La cenicienta de la Superliga volvió a ganar de manera épica y fortaleció sus sueños. El equipo conformado con la resaca de lo que el resto descarta hoy no jugó bien. No encontró la fluidez en ese juego asociado que lo caracterizó en este certamen y que tan bien se siente representado su entrenador, Sebastián Beccacece. Sin embargo, con voluntad, arrebato y convencimiento, se lanzó con todo al triunfo a pesar de haber comenzado abajo en el marcador y lo logró en el último instante del juego.

Hasta el minuto 26 del complemento, Defensa y Justicia no había figurado en el encuentro. Argentinos lo había superado e incluso creando situaciones de peligro. Unsain había efectuado dos atajadas muy buenas ante Bobadilla y Alexis Mac Alister, pero la caída de su meta llegó cuando se cumplía la hora de juego con un gran remate de sobrepique de Franco Moyano, que cortaba una racha de más de 280 minutos del Bicho sin anotar.

Pero al Halcón le tocaron la oreja y lo sintió.

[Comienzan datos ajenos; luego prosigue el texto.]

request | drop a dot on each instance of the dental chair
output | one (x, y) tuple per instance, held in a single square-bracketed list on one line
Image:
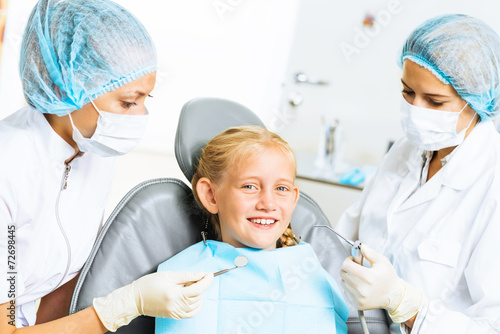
[(158, 218)]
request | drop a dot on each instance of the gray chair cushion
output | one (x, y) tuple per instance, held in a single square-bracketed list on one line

Cinco minutos después de la desventaja, se envalentonó. Primero lo tuvo Togni, en lo que fue la primera ocasión clara del local en el encuentro, con un disparo cruzado que se fue cerca. El desquite llegó en el minuto 73, cuando Ciro Rius, devenido en lateral derecho, metió un centro con rosca y preciso para la aparición de Fernando Márquez que conectó de cabeza y dejó a Cháves sin respuestas.

Que el tanto prácticamente no haya sido celebrado por los jugadores, que tomaron rápidamente el balón para que el rival saque del medio lo antes posible, es un claro síntoma de lo que el equipo quiere. De no conformarse con un empate a pesar de que su rendimiento no era el mejor. El entrenador también lo acompañó con sus decisiones desde el banco, sustituyendo a jugadores de tenaz defensivo por otros con mayor dominio de balón y con miras a la portería contraria.

Una de esas decisiones de Beccacece fue mandar a la cancha a Alexis Castro -anteriormente a Márquez-. Sería justamente el ex San Lorenzo quien a diez segundos del cierre aprovechó un mal rechazo de la defensa del Bicho y con una volea que no fue empalmada con claridad, venció a Chaves y desató la locura, las lágrimas y la alegría de todo el Tito Tomaghello.

Defensa y Justicia volvió a ganar un encuentro de campeón. Volvió a sentir que se trata de una señal, de que este equipo está para cosas importantes. No solo mantuvo el invicto en la Superliga, si no que también alcanzó a Racing en lo más alto. Tratará de consolidar esto la próxima fecha cuando visite a Gimnasia de La Plata.